After a short tenure as head coach of the Syrian men's national team in 2003 and at SC Rist Wedel, Elzie was named head coach of the Walter Tigers Tübingen in Germany's top-flight Bundesliga in 2004. After parting ways with Tübingen in January 2006, he served as associate head coach at BG Karlsruhe in the first half of the 2006–07 season, before moving to second-division side Kirchheim Knights, where he took over the head coaching job in January 2007. He stayed on that job until the end of the 2007–08 campaign.

In 2008, Elzie was appointed as sport director of the Bremen Roosters in the German second-tier, but parted company with the organization in January 2009. He then served as assistant coach of Bundesliga outfit Eisbären Bremerhaven for the remainder of the 2008–09 season.
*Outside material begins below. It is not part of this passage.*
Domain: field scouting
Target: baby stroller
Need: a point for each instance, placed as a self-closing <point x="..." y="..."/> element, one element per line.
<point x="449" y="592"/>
After a brief stint as head coach of BMC Larnaka in Cyprus, Elzie returned to Germany, taking over the head coaching reigns for SC Rasta Vechta in 2009. He would guide the team from Germany's third-level league ProB to the top-flight Bundesliga within four years. After steering Rasta to the 2012 ProA championship, Elzie earned Eurobasket.com All-German 2.Bundesliga Pro A Coach of the Year honors. He left his head coaching job after the conclusion of the 2013–14 season, which had ended in relegation from the Bundesliga. Elzie stayed with the club, working as director of the youth development program, before returning to head coach in January 2015. He then left Vechta at the end of the 2014–15 season and was named head coach of German ProB side Itzehoe Eagles in May 2015. Elzie was named ProB Coach of the Year after leading Itzehoe to the regular season championship in 2019–20. Afterwards, the season was stalled because of the COVID-19 pandemic. He led the Itzehoe Eagles to the ProB finals in 2020–21 which were not played due to the ongoing impact of the pandemic. By reaching the ProB finals, Elzie's Itzehoe side earned the right to promotion to the ProA ranks for the second straight year. In 2020, the club had declined promotion to the next tier for infrastructural and financial reasons.

Elzie and his Itzehoe team suffered relegation from the ProA in 2022. He stepped down from his position as Itzehoe head coach shortly after the conclusion of the 2021–22 season and was appointed head coach of German ProB side EPG Baskets Koblenz on June 30, 2022. He led them to a ProB championship in 2022-23 and to promotion to the German second division, ProA. Elzie picked up Eurobasket.com ProB Coach of the Year honors in the 2022-23 campaign. He was sacked by the Koblenz side on January 4, 2024.

On March 14, 2024, Elzie was appointed as sporting director of German ProA side Artland Dragons to start May 1, 2024. On November 11, 2024, he became also the head coach of the team. In eight ProA games under Elzie's guidance, the Artland side remained winless. On January 9, 2025, he handed the coaching job over to his assistant. The club cited illness as the reason behind the end of Elzie's tenure who continued his job as sporting director. He remained Artland's sporting director until the end of the 2024-25 season.